Article from Trip Gabriel of the New York Times /

Romney’s proposal would end federal efforts like President George W. Bush’s No Child Left Behind law. Nonetheless, as president, Mr. Romney would seek to overhaul the federal government’s largest programs for kindergarten through 12th grade into a voucherlike system. Students would be free to use $25 billion in federal money to attend any school they choose — public, charter, online or private — a system, he said, that would introduce marketplace dynamics into education to drive academic gains.       

His plans, presented in a recent speech at the U.S. Chamber of Commerce, represent a broad overhaul of current policy, one that reverses a quarter-century trend, under Republican and Democratic presidents, of concentrating responsibility for school quality at the federal level.       

“I will expand parental choice in an unprecedented way,” Mr. Romney said, adding that families’ freedom to vote with their feet “will hold schools responsible for results.”       

His proposals are the clearest sign yet that Republicans have executed an about-face from the education policies of President George W. Bush, whose signature domestic initiative, the No Child Left Behind law of 2002, required uniform state testing and imposed penalties on schools that failed to progress.       

Now Mr. Romney is taking his party back to its ideological roots by emphasizing a lesser role for Washington, replacing top-down mandates with a belief in market mechanisms. It is a change driven in part by Tea Party disdain of the federal government. In the Republican presidential nominating fight, candidates competed in calling to shut the Education Department.       

Mr. Romney, who never went that far, also seems hemmed in politically by the fact that President Obama promotes many solutions that were once Republican talking points, including charter schools and teacher evaluations tied to test scores.       

“There’s not much left for Republicans to be distinctive about,” said Chester E. Finn, Jr., president of the Thomas B. Fordham Institute, an education policy group. “The one line the Obama folks have refused to cross is the voucher line” — that is, allowing students to use taxpayer money to attend any certified school, even a private school.       

Specifically, Mr. Romney proposed to change federal payments made to schools with large numbers of poor and disabled students into an individual entitlement. Students would take a share of the $25 billion in two federal programs to the school of their choice.       

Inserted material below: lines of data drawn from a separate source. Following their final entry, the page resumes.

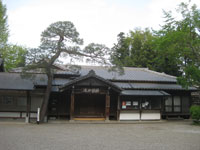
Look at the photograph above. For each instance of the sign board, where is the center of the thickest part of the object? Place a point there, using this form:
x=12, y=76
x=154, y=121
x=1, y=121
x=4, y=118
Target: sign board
x=90, y=90
x=128, y=103
x=135, y=103
x=123, y=104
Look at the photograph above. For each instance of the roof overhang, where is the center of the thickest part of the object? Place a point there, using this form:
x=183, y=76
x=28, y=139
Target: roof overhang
x=143, y=93
x=91, y=74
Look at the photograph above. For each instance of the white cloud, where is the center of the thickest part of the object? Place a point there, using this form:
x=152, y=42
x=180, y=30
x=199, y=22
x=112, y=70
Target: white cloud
x=96, y=20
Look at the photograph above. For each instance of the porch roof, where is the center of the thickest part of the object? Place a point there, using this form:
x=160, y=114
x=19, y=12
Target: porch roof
x=144, y=93
x=91, y=74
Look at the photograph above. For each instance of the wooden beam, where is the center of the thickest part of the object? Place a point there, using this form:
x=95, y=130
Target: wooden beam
x=107, y=109
x=72, y=106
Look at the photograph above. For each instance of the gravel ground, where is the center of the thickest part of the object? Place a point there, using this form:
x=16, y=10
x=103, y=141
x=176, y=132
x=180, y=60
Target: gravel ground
x=171, y=135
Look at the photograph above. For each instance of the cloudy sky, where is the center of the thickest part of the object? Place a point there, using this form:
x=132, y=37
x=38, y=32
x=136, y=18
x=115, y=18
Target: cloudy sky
x=98, y=21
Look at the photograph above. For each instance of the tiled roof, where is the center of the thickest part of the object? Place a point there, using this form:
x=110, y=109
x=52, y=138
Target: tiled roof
x=152, y=86
x=13, y=81
x=144, y=93
x=131, y=74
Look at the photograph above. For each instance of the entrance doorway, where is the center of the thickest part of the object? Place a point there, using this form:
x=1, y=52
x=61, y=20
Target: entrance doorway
x=89, y=106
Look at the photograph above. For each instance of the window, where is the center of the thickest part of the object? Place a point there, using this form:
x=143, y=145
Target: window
x=168, y=104
x=177, y=104
x=135, y=104
x=21, y=101
x=146, y=104
x=155, y=103
x=173, y=105
x=7, y=100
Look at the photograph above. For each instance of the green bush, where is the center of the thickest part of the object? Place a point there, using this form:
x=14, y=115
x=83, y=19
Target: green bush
x=195, y=112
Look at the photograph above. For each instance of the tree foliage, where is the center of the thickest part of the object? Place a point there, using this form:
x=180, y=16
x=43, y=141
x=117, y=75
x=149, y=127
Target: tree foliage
x=3, y=26
x=134, y=50
x=178, y=45
x=62, y=39
x=13, y=55
x=173, y=49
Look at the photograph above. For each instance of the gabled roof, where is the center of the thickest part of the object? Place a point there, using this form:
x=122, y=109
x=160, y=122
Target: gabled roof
x=13, y=81
x=151, y=86
x=130, y=74
x=91, y=74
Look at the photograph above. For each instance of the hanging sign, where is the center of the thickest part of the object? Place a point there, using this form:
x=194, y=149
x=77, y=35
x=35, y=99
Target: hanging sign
x=135, y=103
x=90, y=90
x=123, y=105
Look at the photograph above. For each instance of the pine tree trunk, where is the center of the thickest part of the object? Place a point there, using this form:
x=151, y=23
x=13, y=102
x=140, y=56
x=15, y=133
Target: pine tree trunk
x=45, y=102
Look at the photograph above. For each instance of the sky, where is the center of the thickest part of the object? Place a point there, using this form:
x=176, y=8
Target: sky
x=98, y=21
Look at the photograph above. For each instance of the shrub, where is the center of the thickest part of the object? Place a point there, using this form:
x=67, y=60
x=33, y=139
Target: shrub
x=195, y=112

He would also extract the federal government from intervening to turn around the lowest performing schools, which has been a chief focus of the Obama administration. Instead, to drive improvement, Mr. Romney would have schools compete for students in a more market-based approach to quality.       

“This is the best motive to reform there will ever be — if you give parents the ability to vote with their feet,” said Tom Luna, Idaho’s superintendent of schools, who is an adviser to Mr. Romney.       

But there is limited evidence in the real world of schools improving much as they compete for students, according to education experts.       

One notable skeptic is Margaret Spellings, a former education secretary under Mr. Bush, who this year was an informal adviser to Mr. Romney. She said she withdrew once the candidate rejected strong federal accountability measures.       

“I have long supported and defended and believe in a muscular federal role on school accountability,” Ms. Spellings said. “Vouchers and choice as the drivers of accountability — obviously that’s untried and untested.”       

Although offering economically disadvantaged children an escape from a failing neighborhood school may be a matter of fairness, Mr. Romney’s argument is broader: choice, he said, will promote competition for students and, like a rising tide, lift all schools.       

One recent study of a Florida program offering private school vouchers to low-income families found that test scores at public schools, faced with competition, went up.       

But critics say that the improvements are small, and that the idea is shaped by ideology more than evidence. “Romney is on poor empirical ground in making a claim based on competitive effects,” said Christopher Lubienski, an education professor at the University of Illinois.       

James Kvaal, the policy director of the Obama campaign, accused Mr. Romney of seeking to “stop the clock on decades of reform by no longer insisting action be taken when a school has been struggling for years.”       

Advocates for vouchers say they will have a larger impact if they become more widespread.